Légende du communisme espagnol, Santiago Carrillo, mort ce mardi à l’âge de 97 ans, aura traversé l’histoire de son pays depuis la Guerre civile jusqu’à la transition démocratique de l’après-franquisme.

Le regard vif tamisé derrière d’épaisses lunettes, une éternelle cigarette aux lèvres, il aura mené un parcours intimement lié à l’histoire de l’Espagne depuis les années 30: jeune responsable républicain durant la Guerre civile de 1936-1939, exilé en France pendant 40 ans sous le franquisme, secrétaire général du Parti communiste espagnol de 1960 à 1982.

Auteur prolifique, chroniqueur incontournable de la vie politique espagnole, esprit indépendant qui très tôt défendra l’idée de « l’eurocommunisme », Santiago Carrillo se décrivait lui-même, dans une interview donnée en 2008, comme un « franc-tireur ». « Je me sens très bien dans le rôle du franc-tireur indépendant parce que j’ai une liberté de mouvement que je n’avais pas lorsque j’étais dirigeant d’un parti aussi discipliné que le Parti communiste », confiait-il alors.

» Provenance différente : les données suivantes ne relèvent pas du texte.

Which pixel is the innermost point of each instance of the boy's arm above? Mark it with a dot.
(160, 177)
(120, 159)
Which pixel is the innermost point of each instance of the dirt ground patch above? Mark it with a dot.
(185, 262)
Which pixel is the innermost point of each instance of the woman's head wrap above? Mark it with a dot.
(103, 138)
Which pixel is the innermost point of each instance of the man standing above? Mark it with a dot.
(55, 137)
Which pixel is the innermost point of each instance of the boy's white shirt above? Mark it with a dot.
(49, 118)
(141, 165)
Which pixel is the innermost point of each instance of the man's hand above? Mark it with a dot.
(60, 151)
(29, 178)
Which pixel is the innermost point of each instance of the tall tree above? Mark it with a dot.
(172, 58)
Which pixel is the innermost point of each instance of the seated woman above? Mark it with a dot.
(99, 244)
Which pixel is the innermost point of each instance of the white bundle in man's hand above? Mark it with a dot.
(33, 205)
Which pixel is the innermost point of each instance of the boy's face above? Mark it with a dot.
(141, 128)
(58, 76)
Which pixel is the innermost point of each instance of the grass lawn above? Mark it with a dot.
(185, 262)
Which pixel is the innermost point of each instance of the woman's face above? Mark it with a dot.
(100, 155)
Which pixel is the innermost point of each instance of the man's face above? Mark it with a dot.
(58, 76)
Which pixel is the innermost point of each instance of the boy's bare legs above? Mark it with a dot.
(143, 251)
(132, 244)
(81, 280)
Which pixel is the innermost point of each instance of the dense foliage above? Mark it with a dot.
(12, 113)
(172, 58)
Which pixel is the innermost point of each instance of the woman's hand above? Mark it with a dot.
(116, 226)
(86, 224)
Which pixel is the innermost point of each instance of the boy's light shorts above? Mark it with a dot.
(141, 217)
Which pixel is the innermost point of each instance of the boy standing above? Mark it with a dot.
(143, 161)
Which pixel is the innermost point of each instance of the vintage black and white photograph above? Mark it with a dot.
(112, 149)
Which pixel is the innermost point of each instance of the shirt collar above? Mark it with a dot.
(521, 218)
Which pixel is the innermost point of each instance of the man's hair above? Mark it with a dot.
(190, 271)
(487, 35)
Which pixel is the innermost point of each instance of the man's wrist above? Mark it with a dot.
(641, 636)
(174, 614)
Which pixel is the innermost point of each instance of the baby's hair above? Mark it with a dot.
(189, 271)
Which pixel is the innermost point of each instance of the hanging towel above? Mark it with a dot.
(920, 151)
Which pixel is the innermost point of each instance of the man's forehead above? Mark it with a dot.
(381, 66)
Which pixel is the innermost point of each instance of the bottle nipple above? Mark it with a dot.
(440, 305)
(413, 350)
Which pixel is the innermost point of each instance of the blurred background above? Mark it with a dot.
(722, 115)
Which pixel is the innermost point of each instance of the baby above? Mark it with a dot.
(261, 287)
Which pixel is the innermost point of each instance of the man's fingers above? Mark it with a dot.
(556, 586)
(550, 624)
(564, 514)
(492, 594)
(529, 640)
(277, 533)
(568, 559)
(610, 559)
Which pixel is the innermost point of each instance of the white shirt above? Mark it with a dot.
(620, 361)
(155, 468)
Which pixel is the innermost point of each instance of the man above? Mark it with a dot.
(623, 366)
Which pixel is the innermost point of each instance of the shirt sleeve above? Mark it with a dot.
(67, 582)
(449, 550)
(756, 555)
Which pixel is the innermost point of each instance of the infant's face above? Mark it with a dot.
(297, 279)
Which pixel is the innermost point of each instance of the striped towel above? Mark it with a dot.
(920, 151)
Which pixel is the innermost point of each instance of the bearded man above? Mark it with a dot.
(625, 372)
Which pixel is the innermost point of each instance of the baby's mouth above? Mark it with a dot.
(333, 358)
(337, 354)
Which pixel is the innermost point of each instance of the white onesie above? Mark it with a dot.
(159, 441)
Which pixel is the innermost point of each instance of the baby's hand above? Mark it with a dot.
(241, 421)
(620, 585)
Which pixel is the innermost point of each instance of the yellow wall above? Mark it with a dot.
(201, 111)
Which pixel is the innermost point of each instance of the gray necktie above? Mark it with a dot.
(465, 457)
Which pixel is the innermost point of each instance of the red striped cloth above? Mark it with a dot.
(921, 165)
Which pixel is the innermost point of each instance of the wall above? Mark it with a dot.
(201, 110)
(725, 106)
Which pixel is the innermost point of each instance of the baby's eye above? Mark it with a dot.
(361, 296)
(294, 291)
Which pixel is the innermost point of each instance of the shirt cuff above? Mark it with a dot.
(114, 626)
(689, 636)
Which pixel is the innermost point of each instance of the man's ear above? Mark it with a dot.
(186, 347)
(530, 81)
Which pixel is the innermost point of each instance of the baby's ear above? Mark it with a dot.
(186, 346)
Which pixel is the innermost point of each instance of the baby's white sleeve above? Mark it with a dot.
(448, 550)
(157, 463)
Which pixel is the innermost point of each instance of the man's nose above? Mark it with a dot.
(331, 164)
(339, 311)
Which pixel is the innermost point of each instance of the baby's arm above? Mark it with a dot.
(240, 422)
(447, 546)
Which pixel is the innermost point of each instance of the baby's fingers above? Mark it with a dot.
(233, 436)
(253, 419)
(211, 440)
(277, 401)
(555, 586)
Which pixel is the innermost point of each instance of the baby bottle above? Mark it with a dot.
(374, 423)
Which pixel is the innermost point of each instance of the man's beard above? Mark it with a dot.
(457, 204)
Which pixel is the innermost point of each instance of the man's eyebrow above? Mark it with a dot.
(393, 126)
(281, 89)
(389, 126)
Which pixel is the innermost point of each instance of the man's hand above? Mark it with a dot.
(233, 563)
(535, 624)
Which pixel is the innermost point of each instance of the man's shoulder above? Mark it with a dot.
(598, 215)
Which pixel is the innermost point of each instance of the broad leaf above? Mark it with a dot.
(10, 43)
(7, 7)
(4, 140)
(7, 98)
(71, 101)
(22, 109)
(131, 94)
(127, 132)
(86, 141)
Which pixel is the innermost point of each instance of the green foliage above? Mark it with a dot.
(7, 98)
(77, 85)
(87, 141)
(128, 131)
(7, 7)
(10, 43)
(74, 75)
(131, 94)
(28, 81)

Né le 18 mars 1915, fils d’un dirigeant du Parti socialiste espagnol, le PSOE, il s’est initié très jeune à la politique et au journalisme, travaillant à ses débuts pour « Le Socialiste », le journal du PSOE. Lorsqu’éclate la Guerre civile en 1936, il décide d’abandonner le Parti socialiste et rejoint le Parti communiste (PCE), dont il intègre rapidement les instances dirigeantes.

La défaite des forces républicaines face aux franquistes à la fin de la guerre marque le début d’un long exil de 38 ans. Santiago Carrillo voyagera aux Etats-Unis, en Union soviétique, en Argentine, au Mexique et en Algérie, avant de s’établir à Paris en 1944. Lors de son séjour à Buenos Aires, il commence à tisser des liens avec les communistes restés en Espagne, ce qui lui permettra de diriger le parti depuis la clandestinité.

Mais sa véritable ascension commence en 1946, lorsqu’il devient le protégé de la « Pasionaria » Dolores Ibarruri, autre figure du communisme espagnol. La consécration viendra en 1960, au VIè Congrès du Parti communiste, lorsque la « Pasionaria » est élue présidente de la formation. Santiago Carrillo en devient alors le secrétaire général, un poste qu’il occupera pendant 22 ans. Il affiche alors son indépendance totale vis-à-vis de l’URSS, condamnant fermement l’invasion de la Tchécoslovaquie en 1968, avec le soutien de Dolores Ibarruri.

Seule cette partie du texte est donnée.